Chinese-style square dancing is running circles around other hobbies for the elderly, with millions taking to parks and plazas across China, swivelling their hips and rolling their arms —but it’s not to everyone’s liking.
Every evening through the year, hundreds of grannies gather on a large square outside the Master Centre in west Beijing to dance with their instructor, who puts them through the motions of side steps and rotations to help them keep fit and, in the bitter winters, to keep warm.
“There are several benefits,” said Yan Fuzhi, 71, who has been dancing on the square for five years.
“First off, it helps me lose weight. Secondly, it’s good for my health and it gets rid of bad habits...
“I used to sit watching TV, which is bad for my heart and causes high blood pressure. But I’m really happy when I dance, listening to the music, chatting and laughing. All my problems go away.”
But it’s that music, pop from the present and decades ago blasted out of tinny speakers, that is the problem for many residents, who complain they can’t get to sleep at night because of the racket. But the grannies have nowhere else to go. “There are definitely objections against square dancing. Some people don’t like dancing and see it as a disturbance,” said 78-year-old Zhang Lianmeng.

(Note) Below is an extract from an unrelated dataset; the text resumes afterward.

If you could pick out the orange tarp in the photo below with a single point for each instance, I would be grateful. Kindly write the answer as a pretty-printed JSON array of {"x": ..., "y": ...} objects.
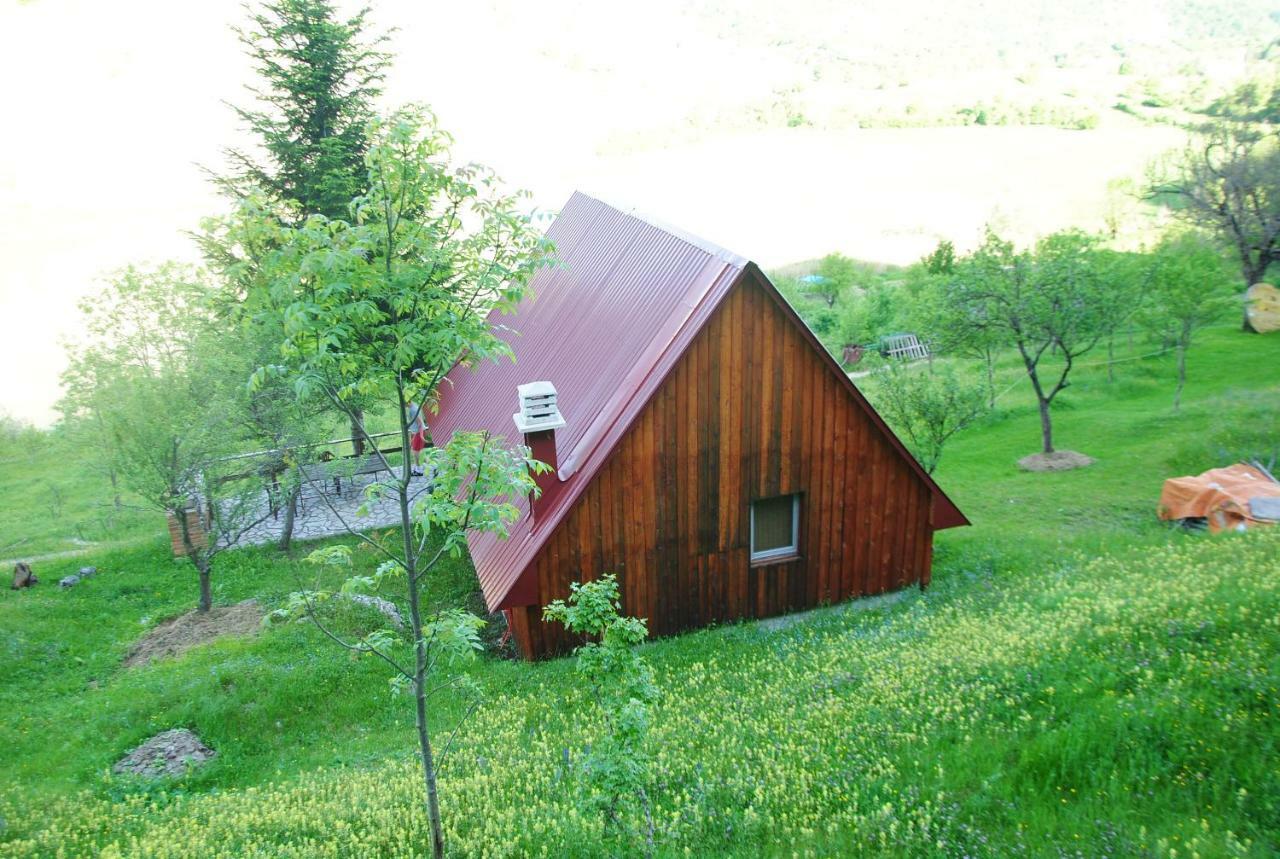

“I think our country should encourage it as long as they can make appropriate arrangements and make sure they do it in appropriate places.”
Instructor Fan Tiemin, 55, said his group was the biggest in Beijing, with around 500 dancers each evening -- sometimes more than a thousand, depending on the weather. Xinhua news agency said more than 100mn were involved nationwide.
“They don’t have much to do, now their children are grown up,” he said. “...They are facing diseases like high blood pressure, high cholesterol and high blood sugar. So they need the exercise.”
Du Peng, a professor at Renmin University and Director of the Institute of Gerontology, said China had made great strides in looking after the elderly, with improved pensions and insurance schemes.
“But a third area is the spiritual and cultural life of the elderly,” he said. “Square dancing is a part of it. That is, when your basic living standard has been met, especially for those who are healthy, what people most need is fulfilment.”